Total Quality Management: Why it’s even more relevant today than in 1950

By Andrew Gorecki | 25 Jan 2013

Total Quality Management is not widely practiced across the Australian retail sector. However, Retail Directions’ Andrew Gorecki, an advocate for more effective management processes, argues that it could give the retail industry the boost it needs to thrive in the current economic climate.

The mark of a truly effective management method is that it transcends fads and continues to deliver solid results. Total Quality Management (TQM), a scientific approach to managing organisations, is clearly in that category. It revolutionised Japan in the 1950s because it relied on decisions based on facts rather than on opinions. The only price to pay was letting the opinions go and learning to believe the data. Few organisations and few managers in the western countries were prepared to do so, allowing Japan to gain a massive competitive advantage at the time.

Today, matters are even worse. With the emergence of the internet, ever-growing volumes of opinion-based ‘information’ available online completely obfuscate peer-reviewed, factual data. The only positive consequence of this avalanche of pseudo-information is that organisations smart enough to embrace TQM can enjoy even bigger competitive gap, as many of their competitors make decisions based on somebody else’s opinions posted on the internet.

Extraordinary results

US management consultants, led by W. Edwards Deming, first laid down their theories of fact and statistics-based business management methodology in the 1950s. Deming himself taught top tier management in Japan how to improve business processes and when the Japanese diligently worked with Deming’s Management Method (also known as TQM), their gross domestic product (GDP) increased 10 fold between 1970 and 1990. Prior to this, Japanese economy was a basket case, and afterwards it has remained flat.

Imagine what would happen in Australia if our GDP grew from $1,000 billion to $10,000 billion by 2030. But at the current rate of growth we will only get to $1,700 billion; the gap caused by not going for the little ‘extra’ and giving up on the extraordinary, so we can keep our ordinary ways, will be $8 trillion per year.

How to achieve the extraordinary

The power of TQM comes from moving management practice beyond common sense – TQM uses facts, process measurement and statistical assessments, rather than personal opinions, experience-based practices, or arbitrarily set numerical targets. It makes clear distinction between processes and events – it uses different protocols for systemic issues and for incidents. But, most importantly, TQM is not a one-off project – it’s a different management paradigm, an unwavering business-wide dedication to long-term success via structured thinking, continuous improvement and focus on customer satisfaction.

I have the view that one of the key reasons why TQM has not become more widespread in Australian business is that it doesn’t produce instant results typically expected in western culture. You can’t ‘test-drive’ TQM and you can’t expect instant outcomes. With share market-driven businesses, geared around fast growth and short-term performance metrics, TQM doesn’t look like an attractive proposition.
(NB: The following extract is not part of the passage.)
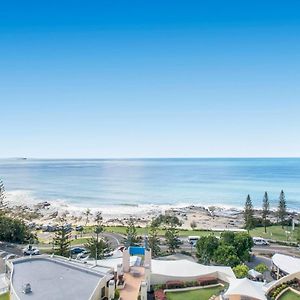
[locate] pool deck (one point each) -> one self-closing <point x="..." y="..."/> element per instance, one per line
<point x="132" y="284"/>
Frequent changes at executive level prevent TQM from being deployed too.

Why common sense is no longer sufficient

Stories in the media continually confirm that the world is composed of three sets of people – those who require detailed guidance, those who have common sense and can guide themselves and others, and those who actually understand how the real world operates and achieve remarkable results.  I would argue that the last category comprises no more than one or two percent of the population.

Common sense is obviously important, but not everything can be analysed according to cause-and-effect principle. In the real world not all causes can be identified and some effects are unexpected. Those who understand this are more effective in business and in life. In my assessment one of the reasons why so few people think like this is our culture. Shaped by our 19th century-style education system (developed in Bismarck’s Germany), it is still aimed at creating obedient employees rather than open-minded entrepreneurs. I don’t see any signs of change in this space any time soon.

This is why those who understand and use TQM can gain a distinct competitive advantage.  As it boosted Japan, it can boost your enterprise too. True, a new way of thinking, time, effort and discipline are needed for TQM implementation, but it can result in better employee relationships, improved customer experiences and more robust business decisions. If business operators are prepared to go the extra mile and commit the resources and management focus, TQM will most certainly work for them.